| ← 231 | 232 | 233 → |
- Cardinal: two hundred thirty-two
- Ordinal: 232nd (two hundred thirty-second)
- Factorization: 2^{3} × 29
- Prime: no
- Divisors: 1, 2, 4, 8, 29, 58, 116, 232
- Greek numeral: ΣΛΒ´
- Roman numeral: CCXXXII, ccxxxii
- Binary: 11101000_{2}
- Ternary: 22121_{3}
- Senary: 1024_{6}
- Octal: 350_{8}
- Duodecimal: 174_{12}
- Hexadecimal: E8_{16}

= 232 (number) =

232 (two hundred [and] thirty-two) is the natural number following 231 and preceding 233.

== In mathematics ==

232 is both a central polygonal number, a decagonal number, and a cake number. It is both It is also a refactorable number, an idoneal number, a Riordan number and a noncototient.

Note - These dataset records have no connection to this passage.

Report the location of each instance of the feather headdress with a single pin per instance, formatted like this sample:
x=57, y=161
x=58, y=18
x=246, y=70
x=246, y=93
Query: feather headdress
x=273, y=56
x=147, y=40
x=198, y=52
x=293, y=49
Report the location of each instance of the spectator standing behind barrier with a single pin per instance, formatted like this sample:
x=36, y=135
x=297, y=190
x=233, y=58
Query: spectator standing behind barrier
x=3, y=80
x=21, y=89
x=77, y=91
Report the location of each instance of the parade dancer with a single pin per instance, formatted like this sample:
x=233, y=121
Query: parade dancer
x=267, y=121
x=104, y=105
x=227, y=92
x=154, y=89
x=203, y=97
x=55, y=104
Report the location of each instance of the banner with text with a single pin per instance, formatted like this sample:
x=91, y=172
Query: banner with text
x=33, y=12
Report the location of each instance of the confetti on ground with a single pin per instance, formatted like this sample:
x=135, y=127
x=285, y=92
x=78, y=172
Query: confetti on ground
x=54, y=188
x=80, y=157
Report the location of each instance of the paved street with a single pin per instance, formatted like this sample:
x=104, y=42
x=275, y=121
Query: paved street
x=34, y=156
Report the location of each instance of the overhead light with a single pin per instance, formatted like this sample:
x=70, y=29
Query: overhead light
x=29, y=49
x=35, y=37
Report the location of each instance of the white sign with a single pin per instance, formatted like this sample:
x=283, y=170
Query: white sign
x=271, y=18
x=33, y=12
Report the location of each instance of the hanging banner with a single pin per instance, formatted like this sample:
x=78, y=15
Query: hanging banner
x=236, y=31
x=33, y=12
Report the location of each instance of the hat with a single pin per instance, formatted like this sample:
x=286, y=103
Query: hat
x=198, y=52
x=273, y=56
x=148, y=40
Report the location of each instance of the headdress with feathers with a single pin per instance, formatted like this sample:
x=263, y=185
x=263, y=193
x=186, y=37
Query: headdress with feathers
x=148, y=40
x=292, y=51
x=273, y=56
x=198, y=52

232 is a telephone number: in a system of seven telephone users, there are 232 different ways of pairing up some of the users.
There are also exactly 232 different eight-vertex connected indifference graphs, and 232 bracelets with eight beads of one color and seven of another. Because this number has the form 232 = 4^{4} − 4!, it follows that there are exactly 232 different functions from a set of four elements to a proper subset of the same set.